Health Insurance Scams
A health insurance scam happens when a company offers you insurance that doesn’t actually cover your health care costs. This often occurs in relation to Medicare or for a fake medical discount plan. All insurance companies have to be registered with their state—a good rule of thumb is to always check with your state’s insurance commissioner to see if the company is legit.
Rehab Scams Taking Advantage of Insurance
Another form of health insurance scam involves sketchy drug or alcohol rehabs who over-bill or sign you up for premium insurance plans so they can reimburse their costs at a higher rate.
Fake Check Scams
A fake check scam happens when someone asks you to deposit a check in your account and send funds to someone else. When successful, this scam leaves you on the hook for paying the money to the bank.
Lottery or Prize Scams
This is a common scam that happens when you’re told you have won the lottery or a cash prize. To claim the payout, you’re asked to pay an upfront fee, but your winnings never arrive.

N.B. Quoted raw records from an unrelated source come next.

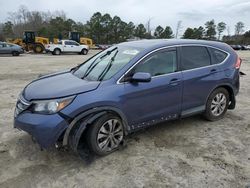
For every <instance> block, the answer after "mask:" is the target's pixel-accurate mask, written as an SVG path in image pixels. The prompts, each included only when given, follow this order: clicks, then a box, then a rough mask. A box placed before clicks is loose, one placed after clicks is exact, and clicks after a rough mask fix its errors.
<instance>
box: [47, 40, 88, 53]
mask: <svg viewBox="0 0 250 188" xmlns="http://www.w3.org/2000/svg"><path fill="white" fill-rule="evenodd" d="M45 50H46V52H51V53H52V54H53V55H60V54H61V53H78V54H83V55H87V53H88V51H89V46H87V45H81V44H79V43H77V42H75V41H73V40H61V41H59V42H58V44H48V45H45Z"/></svg>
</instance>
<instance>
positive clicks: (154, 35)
mask: <svg viewBox="0 0 250 188" xmlns="http://www.w3.org/2000/svg"><path fill="white" fill-rule="evenodd" d="M163 32H164V29H163V27H161V26H160V25H159V26H157V27H156V29H155V32H154V36H155V38H157V39H160V38H162V34H163Z"/></svg>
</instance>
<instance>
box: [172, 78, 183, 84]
mask: <svg viewBox="0 0 250 188" xmlns="http://www.w3.org/2000/svg"><path fill="white" fill-rule="evenodd" d="M180 81H181V80H180V79H178V78H173V79H172V80H170V82H169V84H170V85H172V86H176V85H178V84H179V83H180Z"/></svg>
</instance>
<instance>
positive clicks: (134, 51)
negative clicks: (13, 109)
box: [122, 50, 139, 55]
mask: <svg viewBox="0 0 250 188" xmlns="http://www.w3.org/2000/svg"><path fill="white" fill-rule="evenodd" d="M122 53H123V54H127V55H136V54H138V53H139V51H138V50H124V51H123V52H122Z"/></svg>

In a tax fraud scheme, hackers pose as tax collectors, threatening you with arrest or other scary punishments to get you to pay up.
A Ponzi scheme is a form of investment fraud where you’re promised huge returns on your investment. However, your money is never actually invested—it’s used to pay other investors to make them think they’re getting returns.
A pyramid scheme happens when someone at the top recruits additional people to sell something, and those people recruit more people and so on. Pyramid schemes are a statistically impossible scam to pull off. While the people at the top can make money (at least at first), you’ll eventually run out of people to recruit, leaving those at the bottom of the pyramid with nothing.